I created a project that illustrates the use programming code to perform empirical analysis from beginning to end: from database retrieval, through cleaning, manipulating and analyzing the data, to compiling the write-up and display of the results. It consists of original data, a couple of Stata .do files, one LaTex file (plus BibTex) all organized into folders according to the TIER Protocol – a template for replication documentation. I follow Gentzkow and Shapiro and  “automate everything” including the use of batch files to execute programs in the correct order, and compiling of a LaTex document into a final pdf. All of the files are in this github repository. If you would like to see the whole project in action watch this video.

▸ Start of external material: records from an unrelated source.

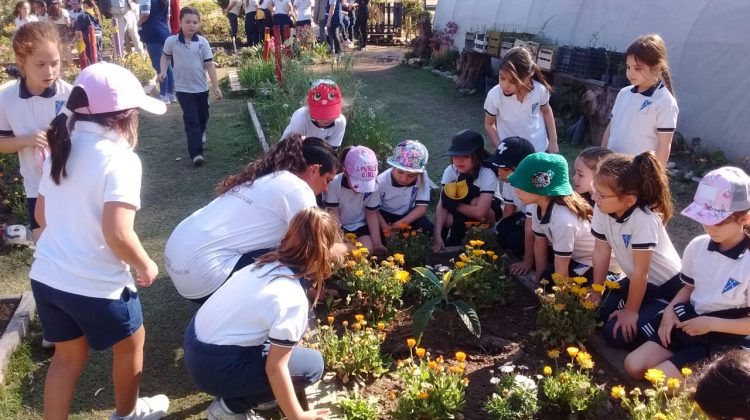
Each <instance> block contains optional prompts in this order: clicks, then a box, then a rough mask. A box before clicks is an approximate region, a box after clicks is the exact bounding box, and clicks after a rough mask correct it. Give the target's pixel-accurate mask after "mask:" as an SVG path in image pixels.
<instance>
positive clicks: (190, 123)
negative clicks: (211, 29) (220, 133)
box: [164, 33, 214, 159]
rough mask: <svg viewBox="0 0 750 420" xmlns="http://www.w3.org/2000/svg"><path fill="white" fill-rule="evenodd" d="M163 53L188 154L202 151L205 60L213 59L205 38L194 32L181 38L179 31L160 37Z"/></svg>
mask: <svg viewBox="0 0 750 420" xmlns="http://www.w3.org/2000/svg"><path fill="white" fill-rule="evenodd" d="M164 55H165V56H167V57H169V58H170V59H172V61H173V63H174V85H175V90H176V91H177V100H178V101H179V102H180V108H182V121H183V123H184V125H185V134H186V136H187V143H188V153H190V158H191V159H192V158H194V157H196V156H198V155H203V135H204V134H205V132H206V125H207V123H208V81H207V80H206V68H205V65H206V63H207V62H210V61H213V57H214V56H213V53H212V52H211V46H210V45H209V44H208V40H206V38H204V37H202V36H200V35H198V34H194V35H193V36H192V38H191V39H185V37H184V36H183V35H182V33H179V34H177V35H172V36H170V37H169V38H167V40H166V41H164Z"/></svg>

Running one program to do all of the analysis and to produce the write-up of that analysis is the idea behind R Markdown – a tool that is very popular among R users. Many Stata fans wish that Stata had markdown capability. However, existing efforts to replicate R Markdown in Stata fall short (see review here). Using batch files to stitch together Stata and LaTeX code replicates some of the functionality of R Markdown. High profile researchers such as Gentzkow and Shapiro do research this way: it is reproducible and, apparently, in the long-run, very efficient.

The value of my project is that it provides a working example that can be used for teaching purposes. It deals with tasks commonly encountered by empirical researchers, such as importing, cleaning, reshaping and merging data (and dealing with mismatched keys). I show how these tasks can be accomplished using code rather than by-hand.

The actual empirical content is motivated by the work of Herndon et al (2014) who famously discovered a “spreadsheet error” in the work by Reinhart and Rogoff (2010). Given that this episode highlights the importance of careful data manipulation and thorough documentation, it is a fitting application of using code from beginning to end.